Other offerings will include dog adoptions, a kayak giveaway and a daylong pickleball demonstration by the Lake County Tennis Club.
At noon there will be a talk by Nick Buettner, vice president of community engagement and producer of Blue Zones Expeditions. He is the brother of Dan Buettner, author of “The Blue Zones” and “The Blue Zones Solution.”
That will be followed by the inaugural Hope in the Park Concert featuring the music of Unity Voices, which will take place from 3 to 5 p.m. at the park’s band stage.
Gill said the event is meant to introduce the Blue Zones to Lake County.
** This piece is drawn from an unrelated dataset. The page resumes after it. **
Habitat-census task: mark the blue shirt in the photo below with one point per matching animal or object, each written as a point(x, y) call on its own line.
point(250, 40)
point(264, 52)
The goal is that visitors to the festival leave with the feeling that “the healthy choice can be the easy choice.”
“We have been in our foundation and planning phase for Blue Zones since October when the team came on board,” said Gill.
She said the steering committee and leadership team have almost completed their blueprint, or strategic plan, which will direct the project’s first year of activity. “We’re very much still in an exploration stage.”
The group also is working to decide on its marquee project, which will be unveiled early in the four-year initial project.
“This is a huge undertaking,” said Gill.
Part of the work involves studying what work is already being done to improve Lake County’s health outcomes — some of the worst in the state — and offer support to elevate those efforts, Gill said.
Gill said the strategic plan has goals and objectives that will be signed off on the steering committee on things we will focus on for the next four years. “Obviously, we can’t focus on everything,” she said, noting the many great ideas coming their way.
“The goal is at the end of four years, we will become a certified Blue Zone Project Community,” Gill said.
They will have to meet certain goals to do that, one of which is encouraging organizations, worksites and schools to register with them if they want to become Blue Zones approved.
So far, they have more than 10 such organizations, including Foods, Etc. in Clearlake, which has signed up to be the first Blue Zones approved grocery store in Lake County.
Another early adopter is the Lake County Library, which set up a walking moai, a group of friends that walks and talks together, Gill said. Moais gather in Lakeport at 8:30 a.m. on Thursdays and 10 a.m. on Saturdays in Middletown.
Gill said another group that also is actively participating is the Kelseyville Sunrise Rotary, which is working stretching and other healthy practices into its meetings.
Blue Zones can be tailored to meet the needs of the community, Gill said.
She said the Blue Zones format offers a model, and there are 70 such projects now at work across the nation. There are six within Adventist Health’s footprint. Gill said a community comparable to Lake County is Corry, Pennsylvania, a rural area in the northwestern part of that state.
“We do have so many great things happening in our community,” she added.